WASHINGTON -- DaimlerChrysler AG wants government regulators to give diesel models a fair shake as they mull tax credits for environmentally friendly vehicles.
Policy makers are pushing gasoline-electric hybrids and fuel cell vehicles. But Tim McBride, DaimlerChrysler's vice president of external affairs for the Americas, says it is wrong to eliminate diesel engines while mandating sharp cuts in carbon dioxide emissions, a byproduct of burning fuel.
McBride heads DaimlerChrysler's Washington office. He insists the automaker does not seek relaxed clean-air rules.
But DaimlerChrysler, more than some competitors, advocates diesel technology even as it invests in hybrid and fuel cell development.
Lawmakers are considering consumer tax credits to promote sales of environmentally friendly, advanced-technology vehicles. The industry argues such credits are needed to offset the initial higher costs of the technologies and to gain public acceptance.
Congress declined to add the vehicle tax breaks to a giant tax bill it enacted in October. But McBride says the proposal likely will return when lawmakers take up energy legislation in the next session.
A diesel's fuel economy is at least 25 percent better than that of a comparably powered gasoline engine. It can help cut greenhouse gas emissions from vehicles and reduce U.S. dependence on imported oil, McBride says.
The diesel engine's future in the United States is uncertain. Automakers must meet tougher clean air standards, which are being phased in through the 2009 model year. They also must overcome many Americans' bad memories of earlier diesel vehicles.
DaimlerChrysler is betting it can achieve both goals. It began selling a diesel Mercedes-Benz E class in May. The automaker is launching a diesel Jeep Liberty.
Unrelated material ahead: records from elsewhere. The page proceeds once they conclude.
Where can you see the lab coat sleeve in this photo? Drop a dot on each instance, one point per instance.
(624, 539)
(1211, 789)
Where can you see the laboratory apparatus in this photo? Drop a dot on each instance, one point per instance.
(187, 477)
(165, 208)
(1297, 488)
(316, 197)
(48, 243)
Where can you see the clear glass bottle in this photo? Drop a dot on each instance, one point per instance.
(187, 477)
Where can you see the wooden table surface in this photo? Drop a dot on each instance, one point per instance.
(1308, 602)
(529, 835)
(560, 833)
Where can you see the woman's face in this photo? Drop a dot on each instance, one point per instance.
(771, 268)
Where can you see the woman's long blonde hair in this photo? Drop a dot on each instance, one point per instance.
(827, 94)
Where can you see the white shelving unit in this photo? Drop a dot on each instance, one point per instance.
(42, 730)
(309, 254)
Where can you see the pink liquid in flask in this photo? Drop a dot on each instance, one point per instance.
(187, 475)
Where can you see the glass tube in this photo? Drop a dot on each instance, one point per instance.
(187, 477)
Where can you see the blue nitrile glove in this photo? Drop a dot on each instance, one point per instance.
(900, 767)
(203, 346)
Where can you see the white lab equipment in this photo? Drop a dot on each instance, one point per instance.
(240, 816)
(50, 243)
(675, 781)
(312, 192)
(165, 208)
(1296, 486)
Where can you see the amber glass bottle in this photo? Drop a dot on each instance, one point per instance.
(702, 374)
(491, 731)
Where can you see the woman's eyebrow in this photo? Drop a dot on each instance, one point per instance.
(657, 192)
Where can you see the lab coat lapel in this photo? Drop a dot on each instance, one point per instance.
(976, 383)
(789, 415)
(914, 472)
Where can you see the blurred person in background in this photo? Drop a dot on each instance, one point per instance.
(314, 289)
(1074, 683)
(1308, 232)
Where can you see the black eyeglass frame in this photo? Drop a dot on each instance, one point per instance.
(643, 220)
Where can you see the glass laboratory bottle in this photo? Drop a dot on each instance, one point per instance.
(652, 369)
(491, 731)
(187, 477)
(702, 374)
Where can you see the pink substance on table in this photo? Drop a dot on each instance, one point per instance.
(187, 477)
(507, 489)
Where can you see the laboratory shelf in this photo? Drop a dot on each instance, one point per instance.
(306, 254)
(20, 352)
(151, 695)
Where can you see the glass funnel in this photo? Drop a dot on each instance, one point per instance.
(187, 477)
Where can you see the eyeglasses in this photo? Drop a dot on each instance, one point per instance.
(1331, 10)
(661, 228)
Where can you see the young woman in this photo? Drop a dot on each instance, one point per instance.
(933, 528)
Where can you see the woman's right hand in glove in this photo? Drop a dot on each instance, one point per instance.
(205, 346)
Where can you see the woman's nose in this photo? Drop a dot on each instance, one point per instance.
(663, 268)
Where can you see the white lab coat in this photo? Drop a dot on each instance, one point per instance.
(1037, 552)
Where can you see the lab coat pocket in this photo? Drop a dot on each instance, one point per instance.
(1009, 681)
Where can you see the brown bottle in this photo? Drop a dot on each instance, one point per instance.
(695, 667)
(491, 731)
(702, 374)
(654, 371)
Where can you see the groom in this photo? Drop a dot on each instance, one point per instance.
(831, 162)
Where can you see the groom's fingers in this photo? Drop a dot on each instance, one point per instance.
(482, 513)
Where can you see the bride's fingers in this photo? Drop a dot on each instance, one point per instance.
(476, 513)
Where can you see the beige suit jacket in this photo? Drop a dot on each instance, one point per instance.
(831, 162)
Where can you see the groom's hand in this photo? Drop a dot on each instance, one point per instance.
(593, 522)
DaimlerChrysler officials say they seek policies that will promote production of high-quality, low-sulfur diesel fuel. They also want to ensure acceptance of emission control devices that may be needed to keep diesel engines in compliance with clean air standards.
McBride notes the federal government has increased fuel-economy standards for light trucks in the 2005-07 model years. More increases are likely to follow. The industry, he says, "understands and accepts that."